Tuesday, August 1, voters will choose which candidates advance to the November general election in races for county council, city council, port commission, and school board.

Of course, all the races are important–even if you have no idea what the port commission does–but the city council races could dramatically change the balance of power at City Hall. 

Right now, the council holds a progressive-ish majority, albeit a shaky one with moderates colluding more and more with the conservative bloc. But that could change for the worse because four city council members are not running for re-election, and another will likely leave for the county position she’s currently running for.

The open seats did not draw many outstanding, left candidates, but there’s still an opportunity to build a new council that’s less inclined to lick boots, clink glasses at happy hour with big business, kick unhoused people in the shins, or whatever the suits at City Hall do in their spare time. 

So far, the ballot return stats do not bode well for the historically lower-turnout left. 

Almost 1.4 million people are registered to vote in King County, but as of Monday morning, only 230,000 people–or about 16.75% of voters–have turned in a ballot. 

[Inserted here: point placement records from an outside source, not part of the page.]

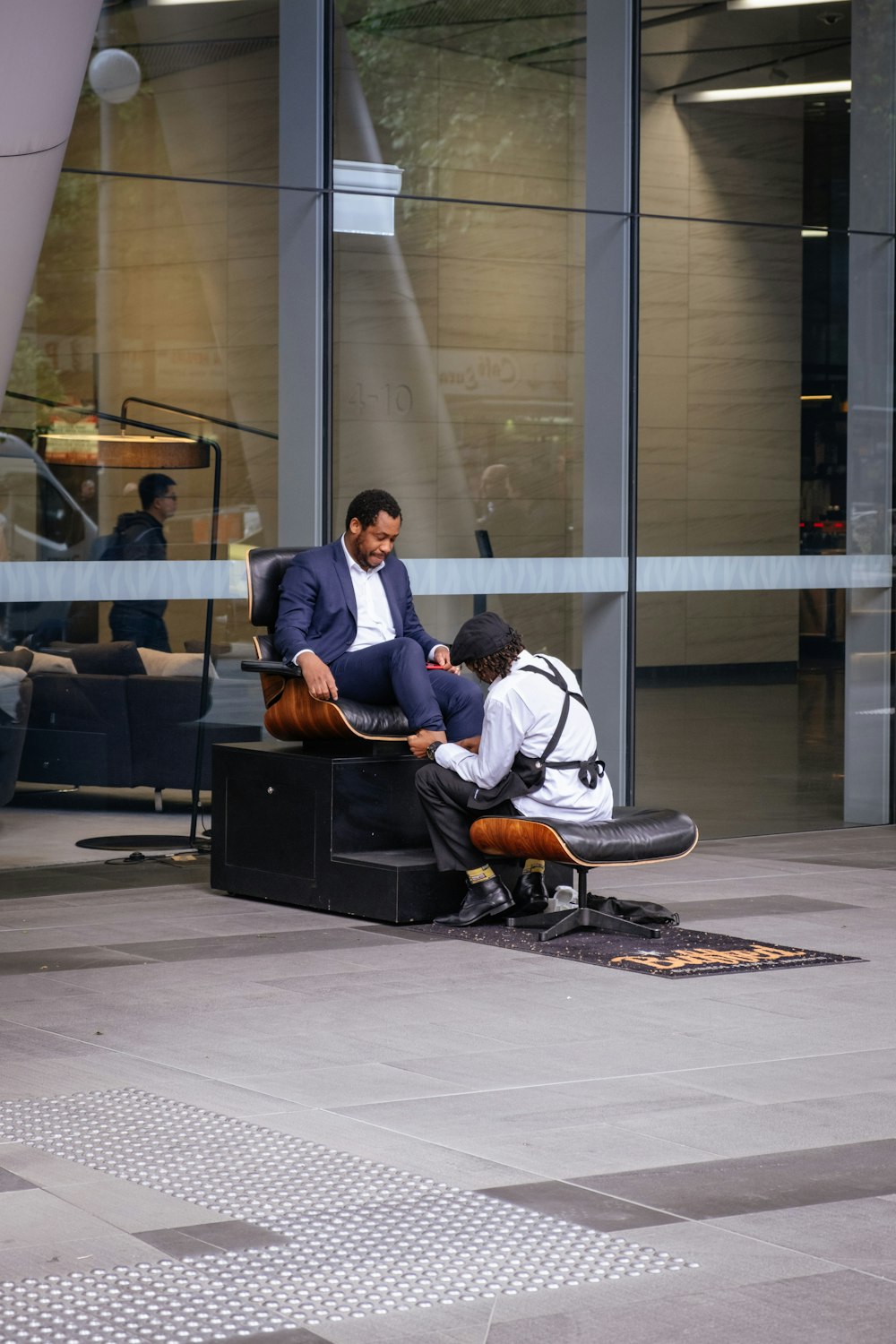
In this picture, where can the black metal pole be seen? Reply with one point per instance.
(203, 694)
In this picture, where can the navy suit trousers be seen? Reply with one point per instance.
(395, 672)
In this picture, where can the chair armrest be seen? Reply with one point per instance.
(271, 666)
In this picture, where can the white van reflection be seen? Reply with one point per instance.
(39, 521)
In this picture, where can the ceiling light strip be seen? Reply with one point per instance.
(783, 90)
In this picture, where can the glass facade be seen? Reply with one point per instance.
(622, 351)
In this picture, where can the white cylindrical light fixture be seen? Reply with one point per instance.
(113, 75)
(365, 196)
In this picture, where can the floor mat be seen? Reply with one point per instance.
(676, 954)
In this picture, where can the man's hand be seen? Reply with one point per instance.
(443, 659)
(418, 742)
(319, 679)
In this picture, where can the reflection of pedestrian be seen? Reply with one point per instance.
(88, 496)
(139, 537)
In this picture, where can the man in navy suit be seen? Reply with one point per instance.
(347, 620)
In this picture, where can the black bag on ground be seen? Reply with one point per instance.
(638, 911)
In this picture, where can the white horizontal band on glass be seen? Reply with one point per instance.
(123, 581)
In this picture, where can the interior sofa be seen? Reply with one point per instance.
(113, 715)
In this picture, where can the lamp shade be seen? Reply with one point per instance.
(139, 452)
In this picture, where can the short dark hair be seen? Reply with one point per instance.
(368, 505)
(151, 487)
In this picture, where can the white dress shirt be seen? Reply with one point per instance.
(375, 621)
(521, 714)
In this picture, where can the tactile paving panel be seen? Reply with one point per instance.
(362, 1238)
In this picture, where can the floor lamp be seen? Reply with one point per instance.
(151, 453)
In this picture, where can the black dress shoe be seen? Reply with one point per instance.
(482, 900)
(530, 895)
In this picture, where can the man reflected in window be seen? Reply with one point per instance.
(140, 537)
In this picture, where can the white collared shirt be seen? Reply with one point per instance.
(375, 621)
(521, 712)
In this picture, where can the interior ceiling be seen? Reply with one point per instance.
(681, 45)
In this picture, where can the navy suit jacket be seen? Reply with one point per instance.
(317, 607)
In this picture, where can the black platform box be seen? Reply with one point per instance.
(328, 825)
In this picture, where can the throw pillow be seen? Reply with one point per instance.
(174, 664)
(51, 663)
(11, 680)
(18, 658)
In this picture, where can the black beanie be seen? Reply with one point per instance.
(479, 636)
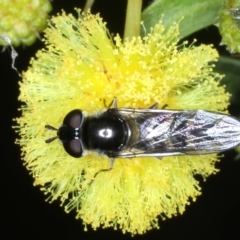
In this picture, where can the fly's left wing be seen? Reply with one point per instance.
(166, 132)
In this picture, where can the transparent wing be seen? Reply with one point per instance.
(167, 132)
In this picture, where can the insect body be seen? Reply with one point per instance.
(128, 133)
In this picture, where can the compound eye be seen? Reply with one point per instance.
(74, 148)
(74, 119)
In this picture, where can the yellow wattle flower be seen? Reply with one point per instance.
(80, 67)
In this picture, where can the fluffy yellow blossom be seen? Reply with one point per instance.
(80, 67)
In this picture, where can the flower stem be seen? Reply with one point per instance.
(88, 5)
(133, 17)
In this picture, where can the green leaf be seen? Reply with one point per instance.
(230, 67)
(197, 14)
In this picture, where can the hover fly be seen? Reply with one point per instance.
(127, 132)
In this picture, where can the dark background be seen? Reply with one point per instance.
(26, 215)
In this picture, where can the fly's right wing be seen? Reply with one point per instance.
(167, 133)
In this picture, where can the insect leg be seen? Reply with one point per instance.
(154, 106)
(113, 102)
(103, 170)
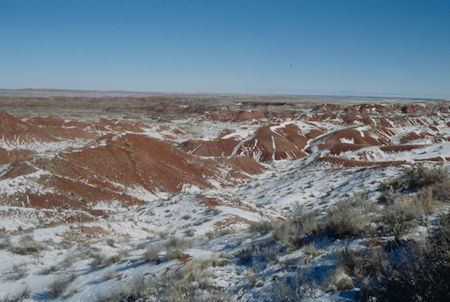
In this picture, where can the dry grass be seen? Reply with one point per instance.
(261, 227)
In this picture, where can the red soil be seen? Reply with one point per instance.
(349, 163)
(288, 144)
(400, 148)
(216, 148)
(7, 157)
(13, 129)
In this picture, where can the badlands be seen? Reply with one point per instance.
(216, 197)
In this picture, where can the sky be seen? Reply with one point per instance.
(389, 48)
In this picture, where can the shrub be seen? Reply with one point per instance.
(21, 295)
(400, 217)
(289, 232)
(261, 227)
(191, 283)
(419, 177)
(414, 179)
(152, 253)
(26, 246)
(441, 191)
(416, 272)
(58, 287)
(349, 218)
(18, 272)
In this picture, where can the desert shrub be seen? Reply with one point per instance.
(415, 272)
(97, 261)
(292, 289)
(70, 260)
(290, 232)
(190, 283)
(362, 265)
(175, 243)
(21, 295)
(261, 227)
(5, 243)
(110, 242)
(414, 179)
(49, 269)
(340, 280)
(400, 217)
(441, 191)
(420, 176)
(18, 272)
(101, 260)
(152, 253)
(58, 287)
(245, 256)
(26, 246)
(349, 218)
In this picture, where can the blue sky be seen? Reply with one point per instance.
(393, 48)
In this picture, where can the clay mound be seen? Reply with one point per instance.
(412, 136)
(374, 108)
(51, 120)
(80, 179)
(216, 148)
(343, 147)
(352, 136)
(283, 143)
(140, 160)
(55, 127)
(234, 116)
(13, 130)
(69, 133)
(245, 164)
(400, 148)
(243, 116)
(350, 163)
(327, 108)
(18, 168)
(12, 156)
(413, 109)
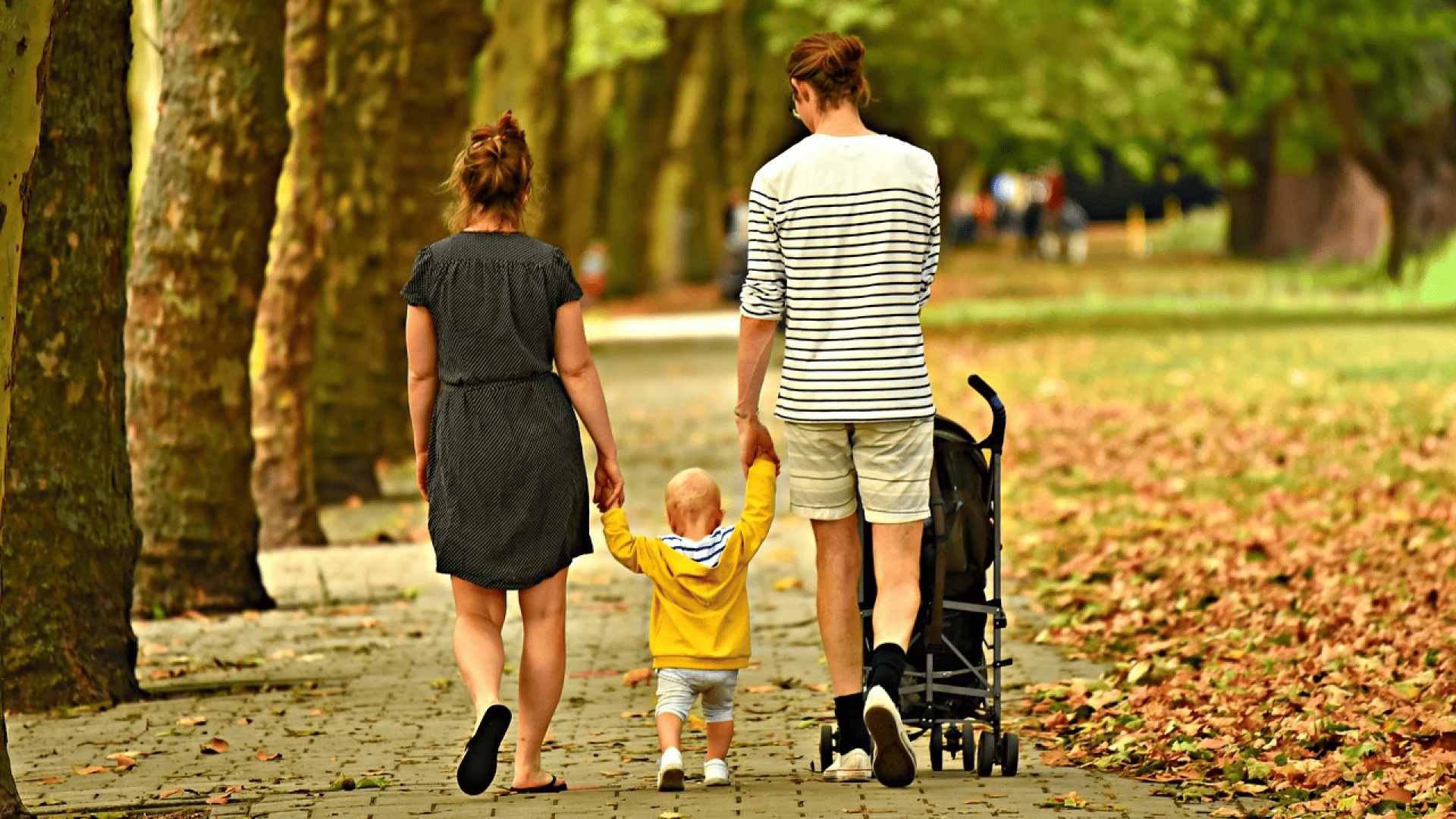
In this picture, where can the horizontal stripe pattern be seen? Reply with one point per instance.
(708, 551)
(843, 243)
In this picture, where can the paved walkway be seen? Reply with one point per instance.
(351, 682)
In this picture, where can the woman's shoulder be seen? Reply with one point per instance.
(510, 248)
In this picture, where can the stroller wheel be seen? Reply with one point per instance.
(984, 754)
(1011, 754)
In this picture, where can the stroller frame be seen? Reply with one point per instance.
(952, 732)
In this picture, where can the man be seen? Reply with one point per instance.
(845, 234)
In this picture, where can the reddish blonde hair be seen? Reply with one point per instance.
(491, 174)
(833, 66)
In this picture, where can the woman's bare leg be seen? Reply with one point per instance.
(544, 670)
(479, 615)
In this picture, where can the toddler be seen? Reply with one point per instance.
(699, 630)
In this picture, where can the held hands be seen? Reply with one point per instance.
(755, 442)
(609, 487)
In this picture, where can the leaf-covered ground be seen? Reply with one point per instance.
(1256, 526)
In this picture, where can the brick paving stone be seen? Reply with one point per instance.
(354, 675)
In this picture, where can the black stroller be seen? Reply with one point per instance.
(949, 687)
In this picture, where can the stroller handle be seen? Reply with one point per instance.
(993, 442)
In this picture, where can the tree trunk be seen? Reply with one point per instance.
(440, 47)
(692, 53)
(200, 261)
(67, 535)
(360, 305)
(25, 47)
(289, 311)
(580, 181)
(1248, 200)
(523, 69)
(635, 161)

And the low turnout is not evenly distributed.

In Seattle, precincts with more homeowners, particularly near the waterfront, have turned in more ballots. On top of that, 44.5% of ballots come from voters above 65 and only about 13% come from voters under 35. Not to profile the homeowners or elder millennials and beyond, but those voters tend to elect more conservative candidates, such as our Republican City Attorney and other closeted Republicans in City Hall. 

Time to rally, hot young people! (And Gen X, apparently!) King County Elections

To keep conservatives from deciding the primary, you should probably vote, and do it exactly as we told you to. Here’s how!

How to Vote

If you’re registered to vote and your address is up to date as of last Tuesday, then your ballot should be in your mailbox or whatever surface you discard the things you don’t know what to do with. 

Rip it open, bubble in the questions according to The Stranger’s endorsements, stick it in the little envelope, sign the back, and run over to a dropbox sometime before 8 pm Tuesday. If you want to mail it in, you might be a little late. You should go to the post office and make sure it gets postmarked before that 8 pm cutoff.

That’s voting on easy-mode, but if you can’t find your ballot or you’re not registered, it's a little trickier, but it’s not impossible. Stay with me here. 

If you can’t find your ballot, you can print it off here or go vote the old-fashioned way at a voting center. 

If it turns out you are not registered to vote–you can check here if you don’t know–then you’ll have to pay a visit to a voting center sometime before 6 pm tonight or between 8:30 am and 8 pm on Election Day. Don’t forget to bring your Washington state driver’s license or a state ID, or memorize the last four digits of your social security number.

A spokesperson for King County Elections said that they project a turnout of about 35%. So far, we are on track, but you gotta get to the ballot box to make it happen!